Meloncholy Morning

The days of summer are leaving me, and leaving me lonely, and making me wish for just one more day, just another day longer. Summer hasn’t left completely but I am the jealous lover that can see the waning of his desires. I can see his gaze scanning the other side of the world for something else, and I can feel his heat cooling as he moves slowly away. There’s no way for me to stop his golden chariot from its escape across the horizon. I know one day he will come back when his wandering ways makes him repentent, and sorry for leaving me so coldly.

No, he hasn’t left yet. There is still some warmth left to my days. He still smiles his golden rays my way. I can still feel his heat burn my skin but it doesn’t burn with the same passion as before. He wakes up later and later each morning with hardly a hello. Slows to warm the day, and then leaves me to set to bed earlier and earlier each night. I can’t muster the joy to enjoy my last few days of sunshine, fresh air, and bliss. There’s no joy in a lingering good-bye. Visions of days to come chill my bones, dampen my remaining happiness, and lay my love dormit.
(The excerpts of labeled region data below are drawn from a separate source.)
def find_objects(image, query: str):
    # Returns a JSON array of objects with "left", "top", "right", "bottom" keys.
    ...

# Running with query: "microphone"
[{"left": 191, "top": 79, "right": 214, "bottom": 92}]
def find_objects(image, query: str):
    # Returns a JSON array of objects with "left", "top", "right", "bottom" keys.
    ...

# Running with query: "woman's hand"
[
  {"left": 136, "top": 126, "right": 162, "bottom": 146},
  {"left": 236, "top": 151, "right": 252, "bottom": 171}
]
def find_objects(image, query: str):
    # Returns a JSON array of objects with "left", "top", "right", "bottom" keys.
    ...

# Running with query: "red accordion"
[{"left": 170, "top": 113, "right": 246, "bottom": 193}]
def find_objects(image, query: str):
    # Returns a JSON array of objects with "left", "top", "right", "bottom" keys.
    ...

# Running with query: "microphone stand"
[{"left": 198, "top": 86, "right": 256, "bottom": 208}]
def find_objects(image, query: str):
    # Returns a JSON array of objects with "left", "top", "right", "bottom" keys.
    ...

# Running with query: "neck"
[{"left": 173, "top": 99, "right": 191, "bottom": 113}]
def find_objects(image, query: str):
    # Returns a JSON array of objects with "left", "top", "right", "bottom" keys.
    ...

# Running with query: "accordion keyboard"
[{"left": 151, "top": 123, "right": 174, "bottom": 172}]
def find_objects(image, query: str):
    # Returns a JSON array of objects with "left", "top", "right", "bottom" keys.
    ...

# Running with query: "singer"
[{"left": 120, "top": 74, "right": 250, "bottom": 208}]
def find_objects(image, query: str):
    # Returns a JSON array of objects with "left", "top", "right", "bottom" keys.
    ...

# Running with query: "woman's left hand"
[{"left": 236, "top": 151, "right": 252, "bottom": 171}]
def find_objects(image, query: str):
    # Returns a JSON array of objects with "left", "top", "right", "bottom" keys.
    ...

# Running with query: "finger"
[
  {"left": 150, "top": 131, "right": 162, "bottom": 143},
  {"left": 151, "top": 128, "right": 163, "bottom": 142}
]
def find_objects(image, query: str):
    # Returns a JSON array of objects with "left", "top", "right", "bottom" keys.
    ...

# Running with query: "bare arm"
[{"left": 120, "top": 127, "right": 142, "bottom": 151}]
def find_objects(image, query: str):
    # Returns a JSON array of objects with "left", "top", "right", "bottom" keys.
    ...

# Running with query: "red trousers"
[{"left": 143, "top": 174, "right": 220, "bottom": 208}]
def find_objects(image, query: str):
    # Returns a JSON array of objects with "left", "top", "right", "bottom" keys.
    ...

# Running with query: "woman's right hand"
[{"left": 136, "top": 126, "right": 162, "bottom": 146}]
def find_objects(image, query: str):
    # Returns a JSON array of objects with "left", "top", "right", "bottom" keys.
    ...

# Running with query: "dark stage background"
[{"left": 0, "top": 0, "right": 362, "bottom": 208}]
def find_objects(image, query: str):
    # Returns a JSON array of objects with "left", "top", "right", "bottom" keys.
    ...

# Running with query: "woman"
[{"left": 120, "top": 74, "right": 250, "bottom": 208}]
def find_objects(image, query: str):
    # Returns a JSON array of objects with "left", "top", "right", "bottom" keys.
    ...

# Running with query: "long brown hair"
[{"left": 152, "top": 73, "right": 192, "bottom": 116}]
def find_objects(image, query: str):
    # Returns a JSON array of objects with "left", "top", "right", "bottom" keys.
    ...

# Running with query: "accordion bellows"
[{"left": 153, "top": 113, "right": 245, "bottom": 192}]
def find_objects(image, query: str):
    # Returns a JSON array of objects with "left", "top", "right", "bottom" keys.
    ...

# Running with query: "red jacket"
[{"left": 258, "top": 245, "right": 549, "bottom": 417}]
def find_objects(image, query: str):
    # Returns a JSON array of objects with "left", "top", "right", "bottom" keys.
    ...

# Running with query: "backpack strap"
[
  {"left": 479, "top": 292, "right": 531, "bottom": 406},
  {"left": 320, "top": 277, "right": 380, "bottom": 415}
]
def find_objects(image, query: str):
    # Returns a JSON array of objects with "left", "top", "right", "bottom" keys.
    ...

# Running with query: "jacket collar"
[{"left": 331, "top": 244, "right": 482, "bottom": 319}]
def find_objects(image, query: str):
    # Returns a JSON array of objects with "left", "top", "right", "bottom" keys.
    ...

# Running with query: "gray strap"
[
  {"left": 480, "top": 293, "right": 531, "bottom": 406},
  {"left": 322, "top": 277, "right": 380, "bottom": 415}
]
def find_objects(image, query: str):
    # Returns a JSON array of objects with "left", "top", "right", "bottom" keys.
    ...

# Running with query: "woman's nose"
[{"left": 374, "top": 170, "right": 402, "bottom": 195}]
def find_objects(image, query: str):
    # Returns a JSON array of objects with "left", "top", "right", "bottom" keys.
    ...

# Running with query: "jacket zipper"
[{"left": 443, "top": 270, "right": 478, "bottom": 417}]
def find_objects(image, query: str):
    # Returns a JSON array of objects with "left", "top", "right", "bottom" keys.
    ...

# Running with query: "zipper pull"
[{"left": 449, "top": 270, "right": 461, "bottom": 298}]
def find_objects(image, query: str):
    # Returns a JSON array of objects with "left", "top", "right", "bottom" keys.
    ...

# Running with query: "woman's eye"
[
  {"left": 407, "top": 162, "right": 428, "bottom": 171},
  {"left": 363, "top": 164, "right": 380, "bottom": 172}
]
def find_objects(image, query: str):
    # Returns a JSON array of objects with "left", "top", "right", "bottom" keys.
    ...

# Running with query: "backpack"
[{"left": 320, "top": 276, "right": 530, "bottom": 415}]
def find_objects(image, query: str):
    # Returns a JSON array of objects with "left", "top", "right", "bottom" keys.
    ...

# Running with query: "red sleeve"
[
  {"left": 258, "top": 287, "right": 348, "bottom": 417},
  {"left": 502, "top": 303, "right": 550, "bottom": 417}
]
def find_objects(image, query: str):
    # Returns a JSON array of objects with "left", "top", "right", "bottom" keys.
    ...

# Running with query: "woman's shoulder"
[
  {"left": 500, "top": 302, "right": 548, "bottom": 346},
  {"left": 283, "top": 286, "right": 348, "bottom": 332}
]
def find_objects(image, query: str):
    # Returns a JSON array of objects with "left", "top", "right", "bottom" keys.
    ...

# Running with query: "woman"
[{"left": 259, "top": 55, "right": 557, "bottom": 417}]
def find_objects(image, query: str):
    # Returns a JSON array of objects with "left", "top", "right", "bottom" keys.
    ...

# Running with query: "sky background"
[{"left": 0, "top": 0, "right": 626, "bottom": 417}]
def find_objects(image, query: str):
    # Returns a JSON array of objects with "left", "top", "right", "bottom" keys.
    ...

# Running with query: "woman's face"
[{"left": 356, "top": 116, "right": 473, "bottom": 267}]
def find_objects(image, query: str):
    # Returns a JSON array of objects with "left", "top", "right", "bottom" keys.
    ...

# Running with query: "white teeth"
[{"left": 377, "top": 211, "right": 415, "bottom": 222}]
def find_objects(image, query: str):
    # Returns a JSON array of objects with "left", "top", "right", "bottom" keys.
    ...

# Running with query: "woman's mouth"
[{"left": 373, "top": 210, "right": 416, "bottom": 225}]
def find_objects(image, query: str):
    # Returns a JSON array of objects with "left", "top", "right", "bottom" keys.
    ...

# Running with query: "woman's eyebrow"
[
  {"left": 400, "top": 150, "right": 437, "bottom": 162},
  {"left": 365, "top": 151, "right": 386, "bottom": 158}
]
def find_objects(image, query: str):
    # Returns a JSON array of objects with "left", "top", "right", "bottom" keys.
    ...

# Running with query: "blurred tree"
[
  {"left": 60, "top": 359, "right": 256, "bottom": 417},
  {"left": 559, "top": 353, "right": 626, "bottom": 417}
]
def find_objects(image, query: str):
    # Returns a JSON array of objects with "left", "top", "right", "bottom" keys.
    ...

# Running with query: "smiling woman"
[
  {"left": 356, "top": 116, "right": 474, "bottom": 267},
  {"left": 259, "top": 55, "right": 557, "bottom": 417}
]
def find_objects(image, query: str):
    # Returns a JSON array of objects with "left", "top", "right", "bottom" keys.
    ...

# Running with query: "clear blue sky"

When he comes back he will be sorry for what he has done to me. When he comes he will see me older, not the young blossom of life that spend days basking in the sun with him. He will see what his callous leaving has done to me, because the woman that he comes back to will be a bittered, ashen, dry wrath. I am almost destroyed with grief, but I will take him back because he always comes back bringing flowers – the delicate coaxing of Narcissus. After the flowers, he promises: he promises birds, little bunnies, warm, loving days again, days in the garden again. And he promises to stay longer, he tells me he’s sorry for his ever leaving, and he promises to banish winter forever. And I am the lover that adores him, and foolishly believes.